AWS test environment + automated test/benchmark in Jenkins #73

svanoort · 2016-04-01T16:08:56Z

I am looking at setting up an AWS environment (spun up on demand only) that will run tests in a fast and automated fashion, using my personal Jenkins host to trigger it when commits are pushed.

Work progress:

Hardware/specs:

Storage: use SSD instance storage to benchmark (limits instance types). General purpose EBS SSD storage is generally slower and would run out of I/O credits after 1/2 hour (benchmarks need several hours).
Memory: either 7 GB (small datasets or where memory is not needed) or 15 GB (large or high-memory datasets).
CPUs: 2 or 4 core.
Instance types: m3.large (2-core, 7. 5GB RAM) for the small datasets, and r3.large (2-core, 15.25 GB ram) for big. If we do lots of parallelized implementations, add m3.xlarge (4-core, 15 GB RAM).
Cost: I am not spending more than $10-15/month on it, beyond my existing Jenkins host (reserved t2.micro) and domain/S3 hosting. Instances will be created to run a set of benchmarks and then terminated, with frequency to keep costs within limits.

Architecture:

Instances are spun up by my Jenkins host, with an appropriate IAM role or credentials to do this in a limited way.
Benchmark datasets will be self-hosted to not hit their sources hard. They won't be fully public unless small.
Instance gets an IAM role that allows uploading to a public (?) S3 results bucket.
Instance runs benchmarks on instance storage
Instance will upload each result to the S3 bucket as it completes, stamped with the git commit hash, timestamp run, language, etc.
All testing will use a reasonable timeout for both individual tests and the whole test set, if it hangs it is killed or skipped.
All testing uses the docker image, for reproducibility across hardware.

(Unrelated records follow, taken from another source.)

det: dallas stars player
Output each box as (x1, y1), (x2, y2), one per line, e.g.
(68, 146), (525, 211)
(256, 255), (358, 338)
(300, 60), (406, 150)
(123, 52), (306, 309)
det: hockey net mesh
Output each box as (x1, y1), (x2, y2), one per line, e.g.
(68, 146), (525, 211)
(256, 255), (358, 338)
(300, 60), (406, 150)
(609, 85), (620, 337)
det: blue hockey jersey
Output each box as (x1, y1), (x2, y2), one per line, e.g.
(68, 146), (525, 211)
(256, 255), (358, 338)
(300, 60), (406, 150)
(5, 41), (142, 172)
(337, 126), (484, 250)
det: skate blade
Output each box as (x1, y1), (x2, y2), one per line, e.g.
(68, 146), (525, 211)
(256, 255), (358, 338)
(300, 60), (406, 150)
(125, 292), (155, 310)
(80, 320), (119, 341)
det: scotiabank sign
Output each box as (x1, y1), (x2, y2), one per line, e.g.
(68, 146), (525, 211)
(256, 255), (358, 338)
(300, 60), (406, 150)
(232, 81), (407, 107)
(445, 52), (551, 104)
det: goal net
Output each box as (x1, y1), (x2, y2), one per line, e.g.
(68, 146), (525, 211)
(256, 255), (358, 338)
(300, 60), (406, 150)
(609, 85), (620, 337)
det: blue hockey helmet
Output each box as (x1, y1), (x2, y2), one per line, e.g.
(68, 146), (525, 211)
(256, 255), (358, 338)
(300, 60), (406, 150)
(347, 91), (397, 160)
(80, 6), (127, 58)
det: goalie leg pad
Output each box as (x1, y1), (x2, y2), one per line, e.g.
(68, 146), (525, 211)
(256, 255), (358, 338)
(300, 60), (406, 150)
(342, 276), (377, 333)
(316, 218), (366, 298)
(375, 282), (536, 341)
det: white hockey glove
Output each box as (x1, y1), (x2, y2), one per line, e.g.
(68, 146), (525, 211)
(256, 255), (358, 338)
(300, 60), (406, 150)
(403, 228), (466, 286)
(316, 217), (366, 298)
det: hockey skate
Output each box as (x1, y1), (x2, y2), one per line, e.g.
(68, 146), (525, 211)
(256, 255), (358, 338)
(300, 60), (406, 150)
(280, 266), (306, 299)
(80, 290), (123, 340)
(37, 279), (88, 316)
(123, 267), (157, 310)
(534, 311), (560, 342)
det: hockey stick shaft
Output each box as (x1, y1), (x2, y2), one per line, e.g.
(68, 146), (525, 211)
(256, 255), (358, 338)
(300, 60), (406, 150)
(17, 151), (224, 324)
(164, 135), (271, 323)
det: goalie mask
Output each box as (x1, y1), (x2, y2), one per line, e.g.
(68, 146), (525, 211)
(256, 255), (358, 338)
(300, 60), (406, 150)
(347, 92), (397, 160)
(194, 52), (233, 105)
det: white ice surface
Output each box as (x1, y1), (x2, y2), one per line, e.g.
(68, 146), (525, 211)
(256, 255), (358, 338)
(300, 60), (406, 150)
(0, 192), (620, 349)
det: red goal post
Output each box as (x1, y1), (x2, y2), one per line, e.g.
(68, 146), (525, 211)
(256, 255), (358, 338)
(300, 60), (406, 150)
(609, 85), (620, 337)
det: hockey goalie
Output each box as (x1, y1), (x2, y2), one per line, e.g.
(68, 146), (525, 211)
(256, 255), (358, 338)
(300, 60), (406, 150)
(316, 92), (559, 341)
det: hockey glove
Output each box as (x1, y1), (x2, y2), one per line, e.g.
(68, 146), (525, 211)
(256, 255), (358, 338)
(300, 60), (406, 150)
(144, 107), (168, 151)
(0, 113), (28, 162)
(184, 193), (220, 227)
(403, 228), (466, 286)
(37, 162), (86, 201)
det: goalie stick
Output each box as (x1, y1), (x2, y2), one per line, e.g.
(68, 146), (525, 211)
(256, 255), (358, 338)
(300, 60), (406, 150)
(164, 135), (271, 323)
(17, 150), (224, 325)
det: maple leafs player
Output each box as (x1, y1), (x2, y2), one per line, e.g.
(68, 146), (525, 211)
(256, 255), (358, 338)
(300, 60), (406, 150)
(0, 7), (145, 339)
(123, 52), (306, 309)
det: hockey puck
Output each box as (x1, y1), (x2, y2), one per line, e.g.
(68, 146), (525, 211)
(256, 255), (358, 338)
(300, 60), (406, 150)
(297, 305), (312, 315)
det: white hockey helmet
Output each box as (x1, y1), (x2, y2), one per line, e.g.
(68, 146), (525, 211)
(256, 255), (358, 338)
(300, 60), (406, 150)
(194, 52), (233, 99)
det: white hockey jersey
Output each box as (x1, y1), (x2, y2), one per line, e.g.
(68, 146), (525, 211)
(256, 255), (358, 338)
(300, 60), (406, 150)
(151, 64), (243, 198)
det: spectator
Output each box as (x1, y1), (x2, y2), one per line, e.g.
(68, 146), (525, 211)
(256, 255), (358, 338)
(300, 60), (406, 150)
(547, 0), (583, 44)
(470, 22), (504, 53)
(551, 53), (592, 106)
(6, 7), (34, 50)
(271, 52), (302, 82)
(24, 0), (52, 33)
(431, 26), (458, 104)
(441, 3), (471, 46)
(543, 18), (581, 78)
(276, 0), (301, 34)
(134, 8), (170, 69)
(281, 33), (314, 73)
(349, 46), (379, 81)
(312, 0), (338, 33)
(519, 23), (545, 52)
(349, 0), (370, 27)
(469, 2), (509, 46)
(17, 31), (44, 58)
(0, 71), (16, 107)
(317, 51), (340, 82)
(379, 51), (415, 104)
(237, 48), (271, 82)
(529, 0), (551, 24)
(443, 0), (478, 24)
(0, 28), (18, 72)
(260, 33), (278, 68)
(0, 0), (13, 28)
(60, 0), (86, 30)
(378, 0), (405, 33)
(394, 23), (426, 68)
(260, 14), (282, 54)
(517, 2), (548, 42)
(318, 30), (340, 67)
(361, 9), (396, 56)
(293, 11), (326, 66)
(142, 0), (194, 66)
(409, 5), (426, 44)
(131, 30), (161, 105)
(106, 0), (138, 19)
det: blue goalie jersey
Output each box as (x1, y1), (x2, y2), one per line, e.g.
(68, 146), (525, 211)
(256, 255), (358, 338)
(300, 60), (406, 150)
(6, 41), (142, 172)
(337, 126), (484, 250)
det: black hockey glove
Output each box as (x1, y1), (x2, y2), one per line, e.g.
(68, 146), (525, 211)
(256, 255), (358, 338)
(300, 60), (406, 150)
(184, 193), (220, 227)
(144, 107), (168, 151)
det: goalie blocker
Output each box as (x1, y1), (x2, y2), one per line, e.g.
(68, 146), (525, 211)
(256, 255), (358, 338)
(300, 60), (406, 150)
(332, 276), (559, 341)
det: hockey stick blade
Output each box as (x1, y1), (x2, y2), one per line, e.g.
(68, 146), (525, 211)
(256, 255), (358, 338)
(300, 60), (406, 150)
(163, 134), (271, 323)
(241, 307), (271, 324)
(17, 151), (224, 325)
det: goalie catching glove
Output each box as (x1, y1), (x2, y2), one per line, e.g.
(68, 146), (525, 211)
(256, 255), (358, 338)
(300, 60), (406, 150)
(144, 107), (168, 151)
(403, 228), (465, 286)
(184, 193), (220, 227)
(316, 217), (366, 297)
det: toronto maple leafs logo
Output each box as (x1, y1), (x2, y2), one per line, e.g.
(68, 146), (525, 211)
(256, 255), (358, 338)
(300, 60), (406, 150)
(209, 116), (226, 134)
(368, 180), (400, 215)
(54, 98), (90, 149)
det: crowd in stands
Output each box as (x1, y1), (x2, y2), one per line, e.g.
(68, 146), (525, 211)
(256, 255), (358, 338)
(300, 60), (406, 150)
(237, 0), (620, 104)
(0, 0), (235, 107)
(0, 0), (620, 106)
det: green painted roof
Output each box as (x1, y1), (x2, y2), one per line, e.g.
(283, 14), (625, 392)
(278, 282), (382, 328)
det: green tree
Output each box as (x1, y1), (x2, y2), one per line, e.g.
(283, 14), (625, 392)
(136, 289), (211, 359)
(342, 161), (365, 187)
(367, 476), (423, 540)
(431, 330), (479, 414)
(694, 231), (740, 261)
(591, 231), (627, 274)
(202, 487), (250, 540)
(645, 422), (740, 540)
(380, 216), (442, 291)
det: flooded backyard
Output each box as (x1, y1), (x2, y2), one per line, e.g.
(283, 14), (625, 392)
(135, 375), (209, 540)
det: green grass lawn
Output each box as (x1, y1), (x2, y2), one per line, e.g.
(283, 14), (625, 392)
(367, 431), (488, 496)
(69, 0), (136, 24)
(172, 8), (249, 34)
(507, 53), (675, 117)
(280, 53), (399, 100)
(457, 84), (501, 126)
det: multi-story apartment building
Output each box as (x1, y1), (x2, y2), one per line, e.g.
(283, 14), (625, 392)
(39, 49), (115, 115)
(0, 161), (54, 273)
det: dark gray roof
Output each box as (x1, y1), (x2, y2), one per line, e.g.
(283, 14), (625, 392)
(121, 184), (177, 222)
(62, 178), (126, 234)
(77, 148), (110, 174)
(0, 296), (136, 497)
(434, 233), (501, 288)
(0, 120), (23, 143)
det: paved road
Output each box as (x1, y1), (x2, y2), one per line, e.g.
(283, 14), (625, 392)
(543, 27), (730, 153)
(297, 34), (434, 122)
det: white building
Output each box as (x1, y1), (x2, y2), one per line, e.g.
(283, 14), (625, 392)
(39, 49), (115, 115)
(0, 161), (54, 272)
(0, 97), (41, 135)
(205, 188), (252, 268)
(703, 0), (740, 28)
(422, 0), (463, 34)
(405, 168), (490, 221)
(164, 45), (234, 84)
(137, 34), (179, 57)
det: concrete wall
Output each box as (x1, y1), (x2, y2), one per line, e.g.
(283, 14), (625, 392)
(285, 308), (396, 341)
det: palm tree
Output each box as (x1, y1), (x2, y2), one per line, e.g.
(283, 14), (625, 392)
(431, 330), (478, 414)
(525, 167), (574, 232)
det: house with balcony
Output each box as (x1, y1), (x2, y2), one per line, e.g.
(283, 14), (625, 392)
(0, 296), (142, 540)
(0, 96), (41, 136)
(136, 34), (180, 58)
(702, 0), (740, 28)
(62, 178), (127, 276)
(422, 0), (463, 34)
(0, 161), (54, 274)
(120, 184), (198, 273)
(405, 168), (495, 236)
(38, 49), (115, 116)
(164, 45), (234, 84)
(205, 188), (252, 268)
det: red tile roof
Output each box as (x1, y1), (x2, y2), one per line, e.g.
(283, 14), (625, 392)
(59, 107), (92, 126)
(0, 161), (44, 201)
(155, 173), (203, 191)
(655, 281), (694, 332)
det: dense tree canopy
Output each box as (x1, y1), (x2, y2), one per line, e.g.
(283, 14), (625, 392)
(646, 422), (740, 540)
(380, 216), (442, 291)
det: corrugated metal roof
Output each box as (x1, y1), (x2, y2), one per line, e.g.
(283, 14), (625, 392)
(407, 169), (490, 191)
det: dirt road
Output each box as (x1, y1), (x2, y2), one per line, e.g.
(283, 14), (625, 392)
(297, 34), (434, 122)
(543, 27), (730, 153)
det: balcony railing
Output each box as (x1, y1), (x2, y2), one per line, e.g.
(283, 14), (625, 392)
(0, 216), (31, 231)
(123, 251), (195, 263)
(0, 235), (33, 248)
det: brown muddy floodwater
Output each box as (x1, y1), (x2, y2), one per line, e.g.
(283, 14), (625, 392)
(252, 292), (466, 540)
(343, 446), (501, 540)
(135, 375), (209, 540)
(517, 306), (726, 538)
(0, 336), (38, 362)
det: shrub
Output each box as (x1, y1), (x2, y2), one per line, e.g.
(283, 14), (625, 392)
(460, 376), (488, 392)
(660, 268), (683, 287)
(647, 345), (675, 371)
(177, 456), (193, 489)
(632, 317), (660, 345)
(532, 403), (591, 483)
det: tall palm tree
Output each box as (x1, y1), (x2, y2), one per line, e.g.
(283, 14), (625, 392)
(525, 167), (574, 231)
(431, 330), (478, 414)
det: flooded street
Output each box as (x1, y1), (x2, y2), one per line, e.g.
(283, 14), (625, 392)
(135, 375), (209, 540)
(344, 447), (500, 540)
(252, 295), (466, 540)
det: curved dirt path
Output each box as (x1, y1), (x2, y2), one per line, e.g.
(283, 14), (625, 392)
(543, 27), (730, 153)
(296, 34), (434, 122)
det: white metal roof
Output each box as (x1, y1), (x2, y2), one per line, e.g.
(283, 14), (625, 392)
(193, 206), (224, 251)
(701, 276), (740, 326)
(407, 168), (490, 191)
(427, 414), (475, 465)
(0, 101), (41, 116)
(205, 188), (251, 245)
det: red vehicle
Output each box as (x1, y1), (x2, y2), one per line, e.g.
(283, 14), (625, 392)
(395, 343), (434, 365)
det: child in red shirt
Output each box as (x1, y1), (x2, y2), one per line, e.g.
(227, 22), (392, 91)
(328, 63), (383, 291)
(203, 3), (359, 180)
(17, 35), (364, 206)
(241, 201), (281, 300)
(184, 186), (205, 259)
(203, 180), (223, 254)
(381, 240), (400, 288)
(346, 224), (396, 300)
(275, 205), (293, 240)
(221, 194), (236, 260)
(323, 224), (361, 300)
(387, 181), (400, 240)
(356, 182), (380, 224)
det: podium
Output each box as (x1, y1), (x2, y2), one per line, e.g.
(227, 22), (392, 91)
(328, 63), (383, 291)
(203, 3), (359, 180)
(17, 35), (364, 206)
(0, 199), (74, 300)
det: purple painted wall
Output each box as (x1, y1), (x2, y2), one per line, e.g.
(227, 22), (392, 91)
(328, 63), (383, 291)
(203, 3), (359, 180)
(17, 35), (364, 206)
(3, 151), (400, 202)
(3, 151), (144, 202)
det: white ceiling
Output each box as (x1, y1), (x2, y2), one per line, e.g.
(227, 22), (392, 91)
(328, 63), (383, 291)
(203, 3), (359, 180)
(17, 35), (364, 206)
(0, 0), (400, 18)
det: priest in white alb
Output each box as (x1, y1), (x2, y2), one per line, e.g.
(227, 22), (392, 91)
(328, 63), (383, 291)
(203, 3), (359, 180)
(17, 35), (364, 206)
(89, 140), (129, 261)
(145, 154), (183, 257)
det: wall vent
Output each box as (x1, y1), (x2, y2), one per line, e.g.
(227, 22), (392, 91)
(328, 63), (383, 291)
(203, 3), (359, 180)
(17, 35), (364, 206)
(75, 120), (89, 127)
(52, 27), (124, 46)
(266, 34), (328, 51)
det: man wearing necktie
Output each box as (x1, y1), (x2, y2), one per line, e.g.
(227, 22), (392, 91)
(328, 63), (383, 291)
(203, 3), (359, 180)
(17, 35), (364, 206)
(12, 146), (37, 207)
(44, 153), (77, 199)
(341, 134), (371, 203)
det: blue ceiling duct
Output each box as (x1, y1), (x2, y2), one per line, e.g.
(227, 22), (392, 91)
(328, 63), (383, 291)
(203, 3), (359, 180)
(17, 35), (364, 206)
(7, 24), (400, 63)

Two options for how to set it up:

EBS based & on-demand instaces:
- Use an EBS volume containing benchmark data and preconfigured system, and just start/stop the instance.
- When run, the git repo is cloned, the dataset is copied to the data folder, and tests are run & uploaded.
- Easier to set up and run, but more expensive.
S3 based/spot instances:
- cheaper (1/4 the instance price) but more maintenance.
- Submit spot bids, instances are configured using the "user data" field to submit a startup script which sets up and runs benchmarks.
- Private S3 buckets host compressed corpus data, these are fetched and decompressed.

Open questions:

What to use for controlling instances?
- AWS CLI is easy
- Jenkins AWS EC2 plugin will spin jenkins agents in EC2 (far easier to generate and report results from this), but comes with performance overheads
- Ansible is kind of amazing and easy to work with

Yesterday I had good results tinkering with a spot-purchased c3.large instance for benchmarking, doing all I/O to the /media/ephemeral0 instance store. Pricing was only about $0.04/hour for the spot buy (purchased at 2x current spot price to prevent it being terminated after exceeding the price).

juditacs · 2016-04-04T08:58:36Z

This is great, you really put a lot of effort into this.

I'm a little bit afraid that we won't get many more submissions. The only reason this became popular is that the PHP 5 vs 7 improvement made it onto reddit. It would be perhaps more interesting to create a second challenge (and I have ideas), but I'm afraid it takes way too much time to manage this.

If we're building this environment for our own education (i.e. I've never used Jenkins), than by all means, let's do it. We just shouldn't expect heavy usage.

Notes

There should be two kinds of test data: one that fits into the memory and one that doesn't. This can be done with either different instance types or different datasets. Too large datasets might not be convenient: downloading it every time (slow) vs storing on S3 (expensive?).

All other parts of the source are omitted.